Er wurde durch seine frühen Warnungen vor unkontrollierbarer Superintelligenz bekannt – lange bevor die jüngste KI-Welle einsetzte. Aufgrund seiner teils radikalen Forderungen ist er aber auch schon immer eine der umstrittensten Persönlichkeiten in dieser Debatte.
Superintelligenz bedeutet Totalrisiko
Die zentrale Begründung für diese kompromisslose Haltung liegt aber gut begründet in Yudkowskys Risikomodell. Es basiert auf der Annahme, dass jede Superintelligenz, die mit heutigen Methoden gebaut wird, zum Untergang der Menschheit führt. "Wenn irgendein Unternehmen oder eine Gruppe irgendwo auf dem Planeten eine künstliche Superintelligenz baut [...] dann werden alle, überall auf der Erde, sterben", so Yudkowsky und sein Co-Autor Nate Soares in ihrem neuen Buch "If Anyone Builds It, Everyone Dies".
Fortschritte in Bereichen wie Interpretierbarkeit oder Alignment ändern daran laut Yudkowsky nichts. "Der Verlauf der Ereignisse in den letzten 25 Jahren war nicht so, dass er eine dieser zugrunde liegenden Theorien ungültig gemacht hätte", sagt er und vergleicht die Situation mit der Physik: "Stellen Sie sich vor, Sie gingen zu einem Physiker und sagten: 'Haben irgendwelche der jüngsten Entdeckungen in der Physik Ihre Meinung über Steine, die von Klippen fallen, geändert?'"
Ablehnung von Zeitplänen und Sicherheitsbemühungen
Auch das verbreitete Governance-Muster, Maßnahmen an Zeitpläne oder Wahrscheinlichkeiten zu knüpfen, hält Yudkowsky für gefährlich. "Was ist diese Obsession mit Zeitplänen?" fragt er. Er kritisiert das Verschieben von Eingriffen auf einen späteren Zeitpunkt und fordert stattdessen sofortiges Handeln – unabhängig davon, ob ein KI-Durchbruch in zwei, zehn oder fünfzig Jahren erwartet wird. Wenn das Risiko existiert, müsse gehandelt werden.
Gleichzeitig lehnt er die Idee ab, dass Unternehmensethik oder "gute" Firmenkulturen einen Unterschied machen könnten. Für Yudkowsky ist das Problem strukturell: Sobald Systeme eine gewisse Fähigkeitsschwelle überschreiten, sei das Verhalten der Betreiber irrelevant.

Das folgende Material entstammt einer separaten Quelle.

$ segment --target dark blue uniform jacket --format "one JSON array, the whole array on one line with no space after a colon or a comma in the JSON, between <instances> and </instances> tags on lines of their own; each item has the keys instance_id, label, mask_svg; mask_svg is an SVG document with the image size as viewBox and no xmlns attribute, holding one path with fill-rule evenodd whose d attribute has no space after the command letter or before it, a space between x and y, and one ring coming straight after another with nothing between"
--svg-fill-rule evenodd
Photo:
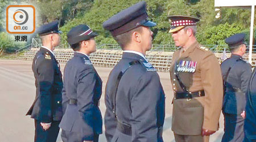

In der Debatte über KI-Governance liefert Yudkowskys Position einen normativen Stresstest: Wer den sogenannten X-Risk ernst nimmt, so seine Logik, muss auch die Abschaltung als politisches Ziel akzeptieren. Akteure, die sich auf "Safety first" berufen, dabei aber an bestehenden Paradigmen festhalten, seien inkonsistent.